Opened 2 years ago

Last modified 2 years ago

#14103 new bug

Retypechecking the loop in --make mode is super-linear when there are many .hs-boot modules

Reported by: duog Owned by:
Priority: normal Milestone:
Component: Compiler Version: 8.3
Keywords: hs-boot Cc: niteria
Operating System: Unknown/Multiple Architecture: Unknown/Multiple
Type of failure: None/Unknown Test Case:
Blocked By: Blocking:
Related Tickets: Differential Rev(s):
Wiki Page:

Description

At time of writing master is at commit 14457cf6a50f708eecece8f286f08687791d51f7.

In GhcMake.hs, both upsweep and parUpsweep call getModLoop for each module. getModLoop is (at least) linear when called on a .hs-boot ModSummary. See comments in Phab:3646.

This isn't a big deal in practice, since .hs-boot modules are uncommon, but it does irk me, and it will be easy to fix. Fixing this would also be an opportunity to de-duplicate some logic in upsweep and parUpsweep.

ccing niteria as he has worked with this code recently.

Change History (3)

comment:1 Changed 2 years ago by niteria

If there's a cleaner way to do it, I'm all for it. I was conservative with my fix, because there was some code I didn't understand and I didn't want to change the behavior.

For example: https://phabricator.haskell.org/diffusion/GHC/browse/master/compiler/main/GhcMake.hs;14457cf6a50f708eecece8f286f08687791d51f7$895-905

If there are loops with multiple (say A.hs-boot, B.hs-boot, C.hs-boot) hs-boot modules, it would extract a cycle with A.hs-boot, B.hs-boot, C.hs-boot, a cycle with B.hs-boot, C.hs-boot, and a cycle with C.hs-boot. Why? I don't know.

comment:2 Changed 2 years ago by ezyang

I would say, go for it. I suspect the weird behavior niteria describes was unintentional (or intentional, but only in the sense that it is easier to implement) and you can probably simplify it a lot. But do note that if the set of modules that gets retypechecked *changes*, that could introduce a bug. But there is some code in between getModLoop and the actual retypechecking...

comment:3 Changed 2 years ago by duog

I think the current behaviour is correct.

This is a complicated topic, so the explanation below is complicated, with lots of parenthesis!
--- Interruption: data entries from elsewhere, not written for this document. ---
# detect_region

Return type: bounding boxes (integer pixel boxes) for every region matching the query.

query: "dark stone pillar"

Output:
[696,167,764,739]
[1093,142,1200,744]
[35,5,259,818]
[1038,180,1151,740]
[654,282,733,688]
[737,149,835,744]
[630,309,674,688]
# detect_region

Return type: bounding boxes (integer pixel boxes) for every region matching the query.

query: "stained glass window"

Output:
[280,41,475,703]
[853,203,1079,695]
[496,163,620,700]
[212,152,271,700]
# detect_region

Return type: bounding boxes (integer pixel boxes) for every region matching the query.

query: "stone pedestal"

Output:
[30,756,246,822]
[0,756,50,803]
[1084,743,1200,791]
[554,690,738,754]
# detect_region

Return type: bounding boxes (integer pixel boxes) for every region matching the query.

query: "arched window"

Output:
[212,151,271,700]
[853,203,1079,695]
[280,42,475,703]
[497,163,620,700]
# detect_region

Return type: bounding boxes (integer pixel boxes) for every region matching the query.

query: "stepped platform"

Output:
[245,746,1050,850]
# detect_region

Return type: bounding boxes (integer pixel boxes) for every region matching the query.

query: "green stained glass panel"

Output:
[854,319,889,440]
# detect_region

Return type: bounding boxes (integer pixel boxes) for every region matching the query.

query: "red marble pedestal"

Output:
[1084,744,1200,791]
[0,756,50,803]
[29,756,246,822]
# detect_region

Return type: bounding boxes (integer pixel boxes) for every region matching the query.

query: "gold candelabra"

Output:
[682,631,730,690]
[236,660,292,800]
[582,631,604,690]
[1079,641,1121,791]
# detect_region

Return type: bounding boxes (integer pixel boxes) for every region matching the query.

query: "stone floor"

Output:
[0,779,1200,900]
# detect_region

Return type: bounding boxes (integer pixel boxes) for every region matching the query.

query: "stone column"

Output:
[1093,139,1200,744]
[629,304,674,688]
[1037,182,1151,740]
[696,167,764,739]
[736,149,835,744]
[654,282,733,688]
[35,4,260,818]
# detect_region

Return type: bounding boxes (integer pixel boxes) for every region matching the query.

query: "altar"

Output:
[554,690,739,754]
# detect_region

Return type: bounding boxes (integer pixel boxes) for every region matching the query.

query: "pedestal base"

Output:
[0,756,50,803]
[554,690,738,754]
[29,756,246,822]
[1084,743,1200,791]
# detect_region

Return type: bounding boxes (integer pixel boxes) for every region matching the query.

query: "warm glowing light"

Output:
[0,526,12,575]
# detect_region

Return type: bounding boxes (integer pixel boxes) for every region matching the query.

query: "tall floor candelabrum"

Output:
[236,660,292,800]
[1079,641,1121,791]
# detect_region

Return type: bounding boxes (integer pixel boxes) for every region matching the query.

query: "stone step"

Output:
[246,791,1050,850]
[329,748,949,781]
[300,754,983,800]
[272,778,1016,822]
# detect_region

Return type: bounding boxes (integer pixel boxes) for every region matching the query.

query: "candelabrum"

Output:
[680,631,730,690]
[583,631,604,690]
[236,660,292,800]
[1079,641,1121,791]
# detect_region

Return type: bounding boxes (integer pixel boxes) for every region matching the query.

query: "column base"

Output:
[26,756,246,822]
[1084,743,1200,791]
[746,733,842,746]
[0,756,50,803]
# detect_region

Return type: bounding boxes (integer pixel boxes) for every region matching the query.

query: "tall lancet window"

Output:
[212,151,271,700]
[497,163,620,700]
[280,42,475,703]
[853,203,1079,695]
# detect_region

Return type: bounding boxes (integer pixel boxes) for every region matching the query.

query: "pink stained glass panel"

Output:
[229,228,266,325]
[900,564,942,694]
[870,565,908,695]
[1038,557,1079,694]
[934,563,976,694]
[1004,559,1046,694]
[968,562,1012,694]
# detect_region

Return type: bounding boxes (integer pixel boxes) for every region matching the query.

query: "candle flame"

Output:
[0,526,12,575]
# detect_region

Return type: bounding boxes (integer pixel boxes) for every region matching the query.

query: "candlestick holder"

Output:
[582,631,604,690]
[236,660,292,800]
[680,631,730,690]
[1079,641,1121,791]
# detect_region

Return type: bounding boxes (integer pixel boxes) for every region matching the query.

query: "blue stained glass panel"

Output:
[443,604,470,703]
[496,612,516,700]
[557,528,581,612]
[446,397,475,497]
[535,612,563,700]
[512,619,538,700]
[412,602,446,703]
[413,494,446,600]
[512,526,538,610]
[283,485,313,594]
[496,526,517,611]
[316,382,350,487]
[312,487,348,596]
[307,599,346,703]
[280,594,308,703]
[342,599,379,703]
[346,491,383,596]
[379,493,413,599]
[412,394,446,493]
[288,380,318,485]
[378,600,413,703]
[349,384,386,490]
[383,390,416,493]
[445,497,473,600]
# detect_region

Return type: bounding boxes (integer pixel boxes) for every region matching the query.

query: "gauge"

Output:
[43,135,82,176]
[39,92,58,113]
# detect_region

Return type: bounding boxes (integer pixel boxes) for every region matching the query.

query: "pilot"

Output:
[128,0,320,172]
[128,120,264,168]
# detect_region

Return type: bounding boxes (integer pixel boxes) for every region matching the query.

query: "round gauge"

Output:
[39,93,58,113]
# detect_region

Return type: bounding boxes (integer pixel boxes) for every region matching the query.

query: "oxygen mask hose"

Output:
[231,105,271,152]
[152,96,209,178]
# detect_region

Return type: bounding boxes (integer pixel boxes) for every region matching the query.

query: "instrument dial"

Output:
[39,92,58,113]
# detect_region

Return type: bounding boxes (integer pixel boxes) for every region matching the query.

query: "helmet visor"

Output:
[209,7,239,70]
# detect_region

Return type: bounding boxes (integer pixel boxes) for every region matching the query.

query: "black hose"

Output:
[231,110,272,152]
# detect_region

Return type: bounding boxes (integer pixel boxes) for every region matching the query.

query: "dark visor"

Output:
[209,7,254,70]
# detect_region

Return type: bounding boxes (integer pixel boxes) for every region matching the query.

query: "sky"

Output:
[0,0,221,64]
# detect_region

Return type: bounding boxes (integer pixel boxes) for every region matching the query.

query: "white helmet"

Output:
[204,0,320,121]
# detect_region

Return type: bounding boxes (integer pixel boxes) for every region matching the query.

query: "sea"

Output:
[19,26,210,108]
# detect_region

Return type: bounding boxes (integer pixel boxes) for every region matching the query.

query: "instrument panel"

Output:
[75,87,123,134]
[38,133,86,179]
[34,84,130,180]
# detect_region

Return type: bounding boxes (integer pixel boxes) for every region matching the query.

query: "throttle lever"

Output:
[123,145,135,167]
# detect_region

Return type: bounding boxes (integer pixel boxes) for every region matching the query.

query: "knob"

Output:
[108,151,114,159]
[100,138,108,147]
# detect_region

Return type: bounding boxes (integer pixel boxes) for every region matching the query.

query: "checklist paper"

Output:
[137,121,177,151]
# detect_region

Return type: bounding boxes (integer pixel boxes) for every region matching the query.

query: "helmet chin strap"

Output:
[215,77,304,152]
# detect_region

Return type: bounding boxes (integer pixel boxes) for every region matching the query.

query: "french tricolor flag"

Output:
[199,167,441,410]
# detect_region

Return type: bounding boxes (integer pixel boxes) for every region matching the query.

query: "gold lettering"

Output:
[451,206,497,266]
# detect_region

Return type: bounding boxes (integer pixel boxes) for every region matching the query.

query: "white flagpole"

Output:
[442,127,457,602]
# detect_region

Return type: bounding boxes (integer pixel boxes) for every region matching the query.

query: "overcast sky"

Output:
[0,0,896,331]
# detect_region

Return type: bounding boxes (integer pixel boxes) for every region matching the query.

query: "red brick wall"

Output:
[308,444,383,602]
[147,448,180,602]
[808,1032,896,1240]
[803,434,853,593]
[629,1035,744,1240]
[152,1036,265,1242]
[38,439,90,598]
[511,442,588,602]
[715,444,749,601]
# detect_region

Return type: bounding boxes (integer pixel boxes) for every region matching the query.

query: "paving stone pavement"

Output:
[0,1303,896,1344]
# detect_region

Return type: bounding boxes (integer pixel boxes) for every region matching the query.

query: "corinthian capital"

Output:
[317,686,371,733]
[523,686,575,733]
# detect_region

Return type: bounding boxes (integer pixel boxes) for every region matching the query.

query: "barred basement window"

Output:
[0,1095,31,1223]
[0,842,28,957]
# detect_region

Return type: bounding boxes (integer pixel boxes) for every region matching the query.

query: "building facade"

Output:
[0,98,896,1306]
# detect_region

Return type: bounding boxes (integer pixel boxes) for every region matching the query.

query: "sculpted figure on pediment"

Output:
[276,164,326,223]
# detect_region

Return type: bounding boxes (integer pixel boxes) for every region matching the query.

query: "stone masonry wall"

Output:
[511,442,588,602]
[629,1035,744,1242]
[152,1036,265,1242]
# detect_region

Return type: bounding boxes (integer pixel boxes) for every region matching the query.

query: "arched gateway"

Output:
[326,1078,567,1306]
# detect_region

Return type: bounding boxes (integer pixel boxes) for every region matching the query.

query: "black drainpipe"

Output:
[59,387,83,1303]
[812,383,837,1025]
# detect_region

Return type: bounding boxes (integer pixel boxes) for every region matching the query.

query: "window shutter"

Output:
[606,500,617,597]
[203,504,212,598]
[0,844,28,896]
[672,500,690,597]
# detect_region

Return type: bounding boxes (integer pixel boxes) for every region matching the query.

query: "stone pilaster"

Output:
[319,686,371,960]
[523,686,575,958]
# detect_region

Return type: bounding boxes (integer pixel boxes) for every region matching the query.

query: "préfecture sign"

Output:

For the purposes of retypechecking, the loops are only used for their module names. There is one loop per hs-boot file. When we go to compile a hs file that has an hs-boot file (and therefore finishes a loop), the home package table has a ModDetails for this module (built from the hs-boot file), and all modules that transitively import that hs-boot file have been typechecked against that ModDetails. We retypecheck (i.e. rebuild their ModDetails from their interface) all those modules (but NOT the hs-boot modules) before typechecking the loop closer, then replace it's hs-boot ModDetails in the home package tables with it's full ModDetails. We then retypecheck the loop again, so that Ids in modules that imported the hs-boot module have their unfoldings attached. (although maybe this is wrong, see trac:14092)

Note that it doesn't matter whether the modules we retypechecked were hs-boot interfaces or full hs interfaces. I think this is the key point.

Note: See TracTickets for help on using tickets.